Cons – If any one of the trials goes wrong for any reason, the rest of the trials will now be associated with that one failure due to the same name being used for each. This results in the drug’s reputation being tarnished. People are much more likely to remember the trial that failed than a trial that succeeds. If “HealthDrug 2” fails, but “HealthDrug 3” is a roaring success, people will still associate the name “HealthDrug” with a drug that failed during clinical trials.
Option 2: A different name for each trial
Pros – If one trial goes wrong, only that trial will be associated with failure. The other trials will remain unscathed because they have their own unique name. This also gives companies the chance to create names that can be understood by the general public rather than just those associated with the healthcare industry. A popular option is the use of acronyms that abbreviate the complex medical nature of the trial into something target audiences outside of the healthcare world will better understand.

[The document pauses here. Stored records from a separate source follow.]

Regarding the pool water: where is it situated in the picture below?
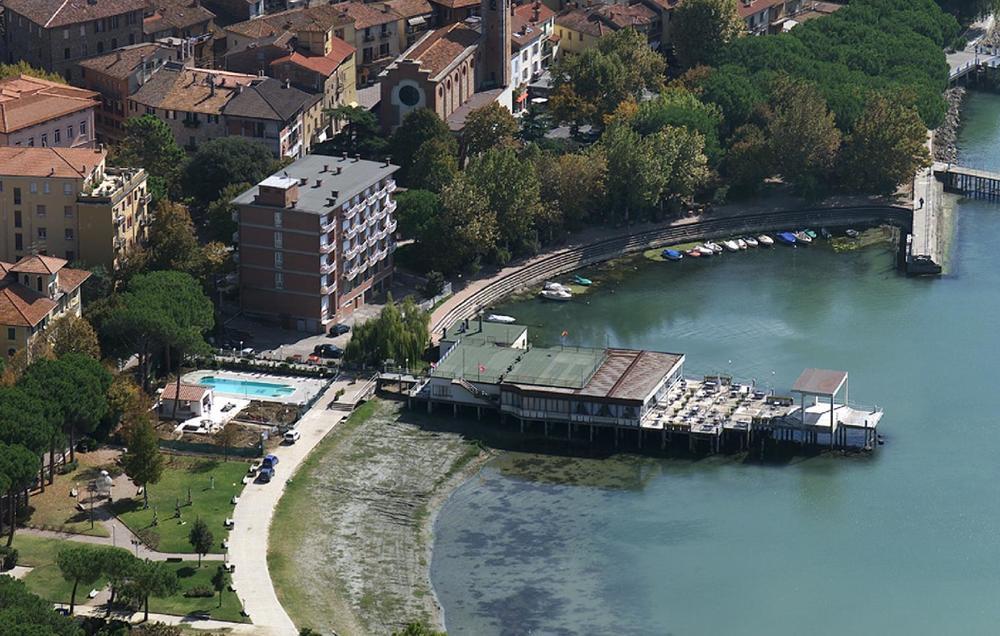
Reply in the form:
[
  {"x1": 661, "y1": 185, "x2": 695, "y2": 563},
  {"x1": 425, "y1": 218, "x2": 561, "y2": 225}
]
[{"x1": 198, "y1": 375, "x2": 295, "y2": 397}]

Cons – Since multiple names are being created, this type of clinical trial is obviously going to require more time and resources. However, this is precisely why experts in this field exist to assist with creating clear and strategic Brand names. The use of more names also allows for confusion to arise, as people may not realize that the trials are all for the same drug.
Is one better than the other?
Both of these options have their own benefits, and one is not clearly better than the other. Regardless of the option a Company decides to take, just deciding to create a Brand-named clinical trial can be enough to elevate a drug above its competition. Clinical trials generate awareness and anticipation for new drugs, and help towards building a non-proprietary name and eventual proprietary Brand name.